Sementara Kepala Dinas Pertanian & Pangan Kabupaten Banyuwangi Arief Setiawan mengungkapkan prinsip pihaknya sepakat dengan legislatif kebutuhan Rumah Potong Unggas (RPU) perlu ada di Kabupaten Banyuwangi, dimana untuk memenuhi produk bahan pangan asal hewan yang aman sehat utuh dan halal.

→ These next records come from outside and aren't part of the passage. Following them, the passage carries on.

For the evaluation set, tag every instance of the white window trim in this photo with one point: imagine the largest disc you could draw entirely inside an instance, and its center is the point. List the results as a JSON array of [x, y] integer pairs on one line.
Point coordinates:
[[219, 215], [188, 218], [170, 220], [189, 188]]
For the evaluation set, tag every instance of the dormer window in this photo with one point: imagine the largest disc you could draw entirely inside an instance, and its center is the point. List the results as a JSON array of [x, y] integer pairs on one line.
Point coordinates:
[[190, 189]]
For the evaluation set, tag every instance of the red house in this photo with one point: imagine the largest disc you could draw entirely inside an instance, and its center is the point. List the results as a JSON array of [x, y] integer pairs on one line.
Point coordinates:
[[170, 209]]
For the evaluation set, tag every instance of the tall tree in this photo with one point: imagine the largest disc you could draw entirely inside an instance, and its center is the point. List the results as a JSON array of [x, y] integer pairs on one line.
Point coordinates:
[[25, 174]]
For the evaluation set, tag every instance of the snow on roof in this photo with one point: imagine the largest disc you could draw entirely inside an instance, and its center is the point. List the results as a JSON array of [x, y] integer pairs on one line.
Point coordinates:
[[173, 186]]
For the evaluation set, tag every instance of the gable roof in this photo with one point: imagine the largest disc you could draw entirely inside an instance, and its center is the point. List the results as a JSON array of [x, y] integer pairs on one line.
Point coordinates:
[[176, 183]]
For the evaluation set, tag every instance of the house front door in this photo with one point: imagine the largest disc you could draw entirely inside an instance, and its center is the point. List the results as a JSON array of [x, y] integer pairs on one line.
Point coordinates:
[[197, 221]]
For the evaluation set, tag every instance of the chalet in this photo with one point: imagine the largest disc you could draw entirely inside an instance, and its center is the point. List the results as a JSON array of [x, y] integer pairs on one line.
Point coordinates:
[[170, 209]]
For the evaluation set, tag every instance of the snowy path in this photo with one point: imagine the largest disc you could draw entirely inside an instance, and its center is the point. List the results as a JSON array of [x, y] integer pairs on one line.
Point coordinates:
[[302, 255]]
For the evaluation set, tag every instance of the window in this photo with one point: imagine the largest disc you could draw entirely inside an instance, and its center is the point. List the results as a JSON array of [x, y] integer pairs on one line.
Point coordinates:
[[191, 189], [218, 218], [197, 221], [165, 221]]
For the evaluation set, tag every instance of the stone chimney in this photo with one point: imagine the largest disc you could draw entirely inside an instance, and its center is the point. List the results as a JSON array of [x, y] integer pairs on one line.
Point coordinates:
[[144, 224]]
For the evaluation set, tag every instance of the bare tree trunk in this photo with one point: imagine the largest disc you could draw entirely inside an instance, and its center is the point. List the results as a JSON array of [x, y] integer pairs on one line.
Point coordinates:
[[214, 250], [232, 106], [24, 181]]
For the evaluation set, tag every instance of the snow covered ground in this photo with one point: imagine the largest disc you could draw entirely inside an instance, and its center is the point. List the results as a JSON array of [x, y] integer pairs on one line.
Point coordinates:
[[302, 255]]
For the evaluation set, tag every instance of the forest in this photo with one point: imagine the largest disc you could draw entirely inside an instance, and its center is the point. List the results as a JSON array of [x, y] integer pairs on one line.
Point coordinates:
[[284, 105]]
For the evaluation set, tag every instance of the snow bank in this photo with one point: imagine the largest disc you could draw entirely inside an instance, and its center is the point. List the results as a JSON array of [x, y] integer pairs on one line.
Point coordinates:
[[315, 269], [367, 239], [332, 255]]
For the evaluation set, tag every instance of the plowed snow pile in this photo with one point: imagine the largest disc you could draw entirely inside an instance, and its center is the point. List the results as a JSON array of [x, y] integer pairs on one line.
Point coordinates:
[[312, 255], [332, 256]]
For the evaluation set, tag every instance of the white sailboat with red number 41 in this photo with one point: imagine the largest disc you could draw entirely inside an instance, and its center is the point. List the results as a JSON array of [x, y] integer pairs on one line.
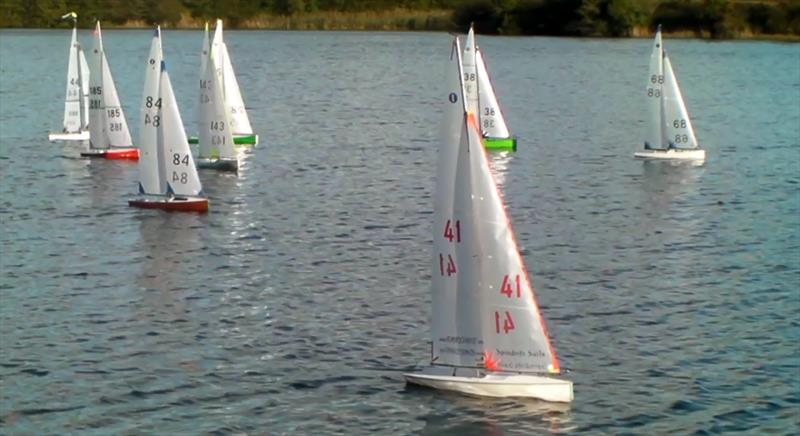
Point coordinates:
[[489, 338], [168, 177]]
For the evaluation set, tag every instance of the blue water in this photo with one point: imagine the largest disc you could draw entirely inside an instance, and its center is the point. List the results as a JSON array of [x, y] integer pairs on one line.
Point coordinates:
[[672, 292]]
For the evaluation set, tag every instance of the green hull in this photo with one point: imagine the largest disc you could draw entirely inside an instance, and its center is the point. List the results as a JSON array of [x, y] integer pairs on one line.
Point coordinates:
[[500, 144], [237, 139]]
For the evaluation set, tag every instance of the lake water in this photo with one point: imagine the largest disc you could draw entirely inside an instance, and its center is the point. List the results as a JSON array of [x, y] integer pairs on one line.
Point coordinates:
[[672, 292]]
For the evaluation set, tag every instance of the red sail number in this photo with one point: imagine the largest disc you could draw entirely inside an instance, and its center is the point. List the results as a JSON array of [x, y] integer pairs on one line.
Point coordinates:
[[447, 267], [508, 322], [507, 289], [452, 231]]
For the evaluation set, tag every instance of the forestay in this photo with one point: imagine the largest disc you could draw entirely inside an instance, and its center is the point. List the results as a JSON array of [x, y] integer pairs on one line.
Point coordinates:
[[655, 80], [178, 164], [151, 176], [493, 124], [240, 123], [470, 72], [84, 74], [484, 311]]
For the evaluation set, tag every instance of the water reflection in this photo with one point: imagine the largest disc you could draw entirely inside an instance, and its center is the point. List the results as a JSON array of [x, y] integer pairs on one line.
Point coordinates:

“Penyediaan RPU ini nantinya dapat mengakomodir kebutuhan daging unggas di dalam kabupaten maupun untuk memenuhi luar kabupaten Banyuwangi. Pelaku usaha yang memiliki kepentingan terhadap daging unggas dapat difasilitasi oleh RPU nantinya,” ujar Arief.
Lebih lanjut dia menambahkan dengan adanya RPU ini pula maka masyarakat akan mendapatkan produk daging yang sesuai persyaratan dimana nantiya RPU memiliki sertifikat NKV sebagai sertifikat hygiene dan sanitasi maupun halal sebagai jaminan kepada masyarakat.